Shell Two-Way Learning Camp at Kurlku and Pirnini
Peter Murray
Karen Yungabun, Yanunijarra’s Ngurarra 2 Way Learning Officer, uses ice cream to teach kids about groundwater. She gets a clear plastic tub and fills the bottom of the tub with choc-chips—these are the rocks. Then she drenches the rocks in fizzy lemonade. The lemonade represents groundwater. On top of the groundwater goes the ice-cream, the clay. Then finally, she masks the ice cream with sprinkles. The sprinkles represent the top layer of soil.
It's Karen’s aim to teach kids about water in a way that’s visual and memorable.
“Water’s important for everybody, but especially for us, Ngurrara people, because our water is scarce,” Karen says.
The Ngurrara 2 Way Learning project is a cultural and environmental program combining western science and traditional knowledge, and with a focus on water monitoring. It’s funded by Shell Australia, and the purpose of the project is to build the capacity, aspirations and employability skills of Ngurrara youth.
In August, the Ngurrara rangers accompanied primary-aged students from Djugerari Remote Community School and Ngalapita Remote Community School to Kurlku, Pirnini and Purluwarla, in the Great Sandy Desert. Here, the rangers ran a bush classroom, teaching the kids how to use water monitoring equipment to test the conductivity and pH levels at Lake Pirnini, and at the jila Purluwarla.
“Looking after water—after ngapa—is looking after country.
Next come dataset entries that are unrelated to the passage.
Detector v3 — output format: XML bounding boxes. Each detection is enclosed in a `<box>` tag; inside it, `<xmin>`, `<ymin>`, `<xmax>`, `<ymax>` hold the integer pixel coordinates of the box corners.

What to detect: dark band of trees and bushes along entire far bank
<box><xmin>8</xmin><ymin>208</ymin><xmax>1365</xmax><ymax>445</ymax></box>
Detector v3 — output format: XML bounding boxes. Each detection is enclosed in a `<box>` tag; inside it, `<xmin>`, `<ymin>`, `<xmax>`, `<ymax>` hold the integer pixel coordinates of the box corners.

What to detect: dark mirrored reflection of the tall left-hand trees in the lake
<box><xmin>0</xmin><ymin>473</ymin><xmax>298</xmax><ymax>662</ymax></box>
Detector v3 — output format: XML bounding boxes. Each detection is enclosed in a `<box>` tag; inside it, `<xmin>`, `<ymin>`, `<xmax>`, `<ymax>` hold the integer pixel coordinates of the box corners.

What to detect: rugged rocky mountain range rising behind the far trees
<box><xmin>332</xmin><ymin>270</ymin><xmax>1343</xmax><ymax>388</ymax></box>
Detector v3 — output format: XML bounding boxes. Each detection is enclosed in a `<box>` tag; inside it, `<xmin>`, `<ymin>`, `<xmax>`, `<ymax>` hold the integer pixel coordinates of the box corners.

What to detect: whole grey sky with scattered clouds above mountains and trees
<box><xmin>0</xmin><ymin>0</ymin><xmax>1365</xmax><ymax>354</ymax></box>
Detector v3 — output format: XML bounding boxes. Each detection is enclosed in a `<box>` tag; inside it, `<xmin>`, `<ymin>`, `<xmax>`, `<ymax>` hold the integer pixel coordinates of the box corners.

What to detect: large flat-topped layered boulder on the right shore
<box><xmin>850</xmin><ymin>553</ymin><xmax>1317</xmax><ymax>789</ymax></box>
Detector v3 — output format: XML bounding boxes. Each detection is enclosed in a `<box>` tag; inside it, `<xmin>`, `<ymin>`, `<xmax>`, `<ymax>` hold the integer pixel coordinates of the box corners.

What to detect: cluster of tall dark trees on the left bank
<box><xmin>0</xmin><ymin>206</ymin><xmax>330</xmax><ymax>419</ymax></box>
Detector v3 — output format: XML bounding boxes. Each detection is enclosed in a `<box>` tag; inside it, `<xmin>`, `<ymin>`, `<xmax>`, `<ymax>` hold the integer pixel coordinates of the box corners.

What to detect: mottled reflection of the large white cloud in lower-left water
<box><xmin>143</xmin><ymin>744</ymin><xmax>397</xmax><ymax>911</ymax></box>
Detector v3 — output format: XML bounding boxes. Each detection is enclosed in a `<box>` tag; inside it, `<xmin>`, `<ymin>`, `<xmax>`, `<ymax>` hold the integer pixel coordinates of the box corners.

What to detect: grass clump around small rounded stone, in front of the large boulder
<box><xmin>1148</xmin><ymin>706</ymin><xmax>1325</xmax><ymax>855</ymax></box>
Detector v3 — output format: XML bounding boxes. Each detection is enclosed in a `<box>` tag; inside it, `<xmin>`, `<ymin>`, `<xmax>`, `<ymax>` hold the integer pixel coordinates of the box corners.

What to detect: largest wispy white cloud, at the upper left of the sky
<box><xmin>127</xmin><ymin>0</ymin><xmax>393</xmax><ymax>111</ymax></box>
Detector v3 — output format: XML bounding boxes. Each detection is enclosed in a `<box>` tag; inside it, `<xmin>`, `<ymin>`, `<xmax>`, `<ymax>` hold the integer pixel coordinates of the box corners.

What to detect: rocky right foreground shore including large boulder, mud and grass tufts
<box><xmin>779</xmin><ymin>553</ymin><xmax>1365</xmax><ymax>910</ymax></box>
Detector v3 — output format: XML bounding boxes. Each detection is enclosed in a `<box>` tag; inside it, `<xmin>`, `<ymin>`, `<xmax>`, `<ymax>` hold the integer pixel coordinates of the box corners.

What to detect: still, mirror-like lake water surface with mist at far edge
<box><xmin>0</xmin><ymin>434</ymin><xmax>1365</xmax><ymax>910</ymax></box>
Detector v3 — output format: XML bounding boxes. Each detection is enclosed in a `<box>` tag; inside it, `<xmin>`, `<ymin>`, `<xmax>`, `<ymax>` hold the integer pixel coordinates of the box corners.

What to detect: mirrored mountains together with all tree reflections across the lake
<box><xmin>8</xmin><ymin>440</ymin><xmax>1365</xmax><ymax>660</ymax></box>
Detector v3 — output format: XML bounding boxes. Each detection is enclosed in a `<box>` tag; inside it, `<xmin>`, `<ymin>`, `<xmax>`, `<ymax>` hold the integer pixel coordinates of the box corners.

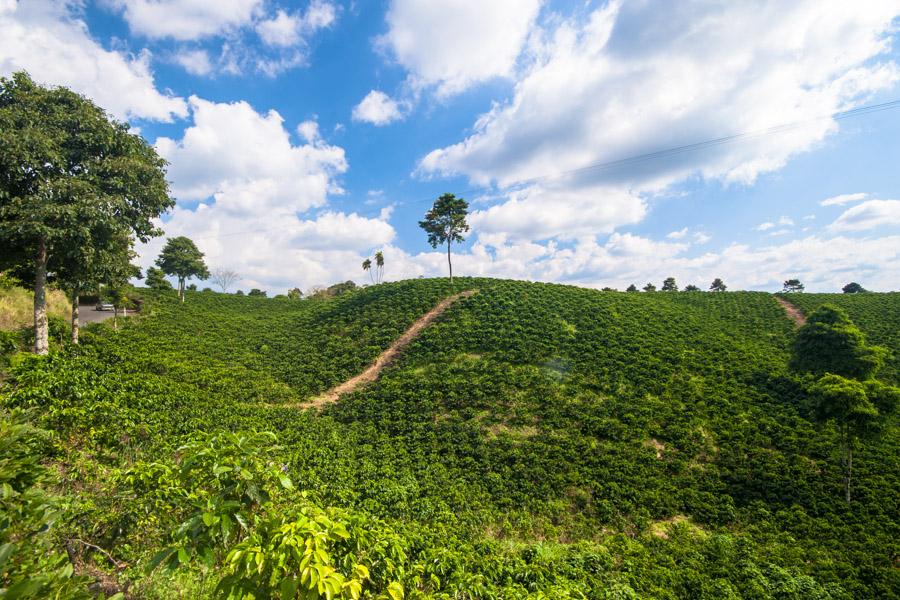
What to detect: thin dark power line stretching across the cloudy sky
<box><xmin>185</xmin><ymin>99</ymin><xmax>900</xmax><ymax>240</ymax></box>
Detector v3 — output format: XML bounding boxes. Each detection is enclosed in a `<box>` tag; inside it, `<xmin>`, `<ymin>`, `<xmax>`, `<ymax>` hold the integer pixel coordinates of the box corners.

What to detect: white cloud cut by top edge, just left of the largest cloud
<box><xmin>379</xmin><ymin>0</ymin><xmax>541</xmax><ymax>96</ymax></box>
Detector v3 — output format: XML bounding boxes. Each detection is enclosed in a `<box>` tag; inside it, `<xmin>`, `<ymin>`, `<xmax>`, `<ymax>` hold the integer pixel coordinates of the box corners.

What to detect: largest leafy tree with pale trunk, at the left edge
<box><xmin>0</xmin><ymin>72</ymin><xmax>174</xmax><ymax>354</ymax></box>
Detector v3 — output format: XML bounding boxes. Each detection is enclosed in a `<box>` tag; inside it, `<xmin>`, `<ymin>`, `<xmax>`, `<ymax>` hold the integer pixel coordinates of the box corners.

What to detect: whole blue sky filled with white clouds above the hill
<box><xmin>0</xmin><ymin>0</ymin><xmax>900</xmax><ymax>294</ymax></box>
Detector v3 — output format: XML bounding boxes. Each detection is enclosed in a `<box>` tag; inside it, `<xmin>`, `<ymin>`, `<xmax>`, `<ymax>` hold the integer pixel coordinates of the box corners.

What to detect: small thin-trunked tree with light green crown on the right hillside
<box><xmin>812</xmin><ymin>373</ymin><xmax>900</xmax><ymax>504</ymax></box>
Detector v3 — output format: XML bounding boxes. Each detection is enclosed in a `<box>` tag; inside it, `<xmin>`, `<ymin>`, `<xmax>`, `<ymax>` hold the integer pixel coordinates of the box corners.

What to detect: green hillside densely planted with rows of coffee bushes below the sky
<box><xmin>2</xmin><ymin>278</ymin><xmax>900</xmax><ymax>598</ymax></box>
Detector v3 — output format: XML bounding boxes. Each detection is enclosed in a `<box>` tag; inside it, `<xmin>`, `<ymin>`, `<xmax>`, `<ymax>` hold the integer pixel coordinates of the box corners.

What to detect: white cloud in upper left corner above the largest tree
<box><xmin>0</xmin><ymin>0</ymin><xmax>187</xmax><ymax>121</ymax></box>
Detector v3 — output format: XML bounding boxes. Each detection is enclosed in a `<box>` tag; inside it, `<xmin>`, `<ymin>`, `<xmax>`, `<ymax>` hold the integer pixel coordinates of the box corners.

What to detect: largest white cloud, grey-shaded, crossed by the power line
<box><xmin>417</xmin><ymin>0</ymin><xmax>900</xmax><ymax>247</ymax></box>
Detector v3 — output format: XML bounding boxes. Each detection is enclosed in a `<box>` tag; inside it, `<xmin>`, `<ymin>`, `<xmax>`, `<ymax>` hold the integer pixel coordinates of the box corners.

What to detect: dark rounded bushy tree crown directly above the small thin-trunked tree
<box><xmin>791</xmin><ymin>304</ymin><xmax>887</xmax><ymax>379</ymax></box>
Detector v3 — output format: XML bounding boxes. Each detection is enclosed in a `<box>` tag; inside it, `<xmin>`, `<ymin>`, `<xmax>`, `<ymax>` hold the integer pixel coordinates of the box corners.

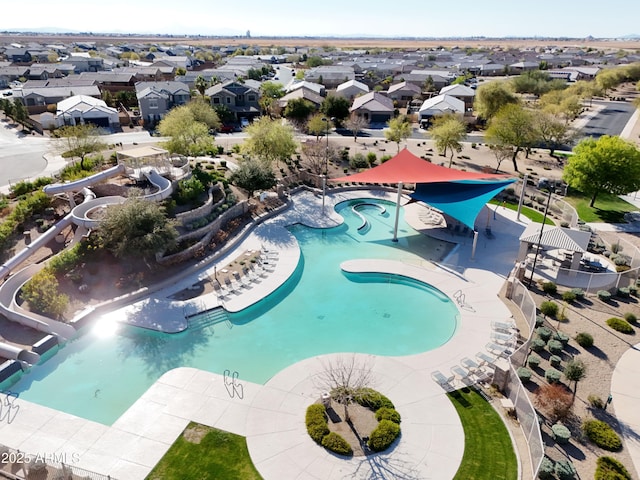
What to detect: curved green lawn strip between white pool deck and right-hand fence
<box><xmin>448</xmin><ymin>388</ymin><xmax>518</xmax><ymax>480</ymax></box>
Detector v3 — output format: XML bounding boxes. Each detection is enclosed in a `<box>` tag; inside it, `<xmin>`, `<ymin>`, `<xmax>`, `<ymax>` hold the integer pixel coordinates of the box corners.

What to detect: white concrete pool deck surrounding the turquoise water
<box><xmin>0</xmin><ymin>191</ymin><xmax>526</xmax><ymax>480</ymax></box>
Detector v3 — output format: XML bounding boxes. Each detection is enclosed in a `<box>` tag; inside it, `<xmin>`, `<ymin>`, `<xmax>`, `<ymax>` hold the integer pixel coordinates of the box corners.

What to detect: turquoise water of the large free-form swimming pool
<box><xmin>11</xmin><ymin>200</ymin><xmax>458</xmax><ymax>424</ymax></box>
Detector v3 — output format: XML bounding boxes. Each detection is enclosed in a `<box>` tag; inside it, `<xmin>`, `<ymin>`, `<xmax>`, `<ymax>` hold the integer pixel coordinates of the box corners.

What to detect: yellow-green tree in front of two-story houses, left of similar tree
<box><xmin>158</xmin><ymin>104</ymin><xmax>217</xmax><ymax>156</ymax></box>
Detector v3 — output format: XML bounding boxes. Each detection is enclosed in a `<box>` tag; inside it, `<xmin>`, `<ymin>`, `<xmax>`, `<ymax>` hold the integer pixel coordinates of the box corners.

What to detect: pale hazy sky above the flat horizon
<box><xmin>0</xmin><ymin>0</ymin><xmax>640</xmax><ymax>38</ymax></box>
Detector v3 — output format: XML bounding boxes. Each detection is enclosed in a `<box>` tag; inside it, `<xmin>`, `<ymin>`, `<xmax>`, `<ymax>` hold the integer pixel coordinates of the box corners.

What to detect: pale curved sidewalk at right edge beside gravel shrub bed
<box><xmin>611</xmin><ymin>343</ymin><xmax>640</xmax><ymax>478</ymax></box>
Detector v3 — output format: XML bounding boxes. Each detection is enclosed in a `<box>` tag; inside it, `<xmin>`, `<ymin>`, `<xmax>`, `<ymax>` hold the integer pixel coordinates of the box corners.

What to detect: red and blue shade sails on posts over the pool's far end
<box><xmin>329</xmin><ymin>148</ymin><xmax>516</xmax><ymax>243</ymax></box>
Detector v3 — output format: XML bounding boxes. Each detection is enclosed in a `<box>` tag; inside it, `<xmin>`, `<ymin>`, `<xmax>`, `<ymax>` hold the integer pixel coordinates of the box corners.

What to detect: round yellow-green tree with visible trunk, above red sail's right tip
<box><xmin>485</xmin><ymin>103</ymin><xmax>537</xmax><ymax>172</ymax></box>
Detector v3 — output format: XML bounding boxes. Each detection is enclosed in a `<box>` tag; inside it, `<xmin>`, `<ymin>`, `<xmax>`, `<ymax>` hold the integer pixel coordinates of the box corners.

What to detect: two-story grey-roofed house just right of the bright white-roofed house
<box><xmin>135</xmin><ymin>81</ymin><xmax>191</xmax><ymax>126</ymax></box>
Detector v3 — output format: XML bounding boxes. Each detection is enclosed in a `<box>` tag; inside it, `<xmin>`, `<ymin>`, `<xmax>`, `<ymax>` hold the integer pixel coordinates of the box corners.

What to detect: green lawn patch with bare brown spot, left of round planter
<box><xmin>147</xmin><ymin>422</ymin><xmax>262</xmax><ymax>480</ymax></box>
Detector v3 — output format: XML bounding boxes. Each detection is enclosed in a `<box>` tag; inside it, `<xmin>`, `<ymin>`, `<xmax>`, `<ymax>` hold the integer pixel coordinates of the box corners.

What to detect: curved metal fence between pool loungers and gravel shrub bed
<box><xmin>505</xmin><ymin>279</ymin><xmax>544</xmax><ymax>478</ymax></box>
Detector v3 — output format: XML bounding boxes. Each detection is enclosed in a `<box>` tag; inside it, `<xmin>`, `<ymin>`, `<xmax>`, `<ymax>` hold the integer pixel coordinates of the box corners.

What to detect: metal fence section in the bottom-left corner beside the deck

This project is important, because it recognises the value of Indigenous knowledge and language, and it pairs this with a western science perspective,” Karen says.
The results of the tests, which included unusually high levels of salt at Purluwarla jila (where there’s an uncapped artesian bore), are consistent with the results gathered a month earlier. On this earlier trip, our rangers, Yanunijarra staff, and scientists from the University of Western Australia, travelled further afield, visiting three bores, three jila and one jumu. Some of the highlights included visiting the newly named ‘Frankies Bore’, which we have looked for on previous trips, but couldn’t find because of the dense vegetation; measuring bore water levels and quality; and camping out at Willi, where there’s usually plenty of bush tucker, like sand goannas, wild turkeys, echidnas and bush cats. There was also another animal that used to live in the area, but that finished a long time ago. The trip was important not just for the rangers to learn new skills, but for maintenance to be undertaken at the bores and for Ngurrara knowledge about local plants and animals to be shared.
The Ngurrara 2-Way Learning Project is now in its last year of funding. It has definitely been a success, in that it’s allowed us to teach our young people about jila and jumu both through traditional stories and western science. It’s also allowed us to gather a baseline of information about our water, against which we can measure future impacts of development and climate change.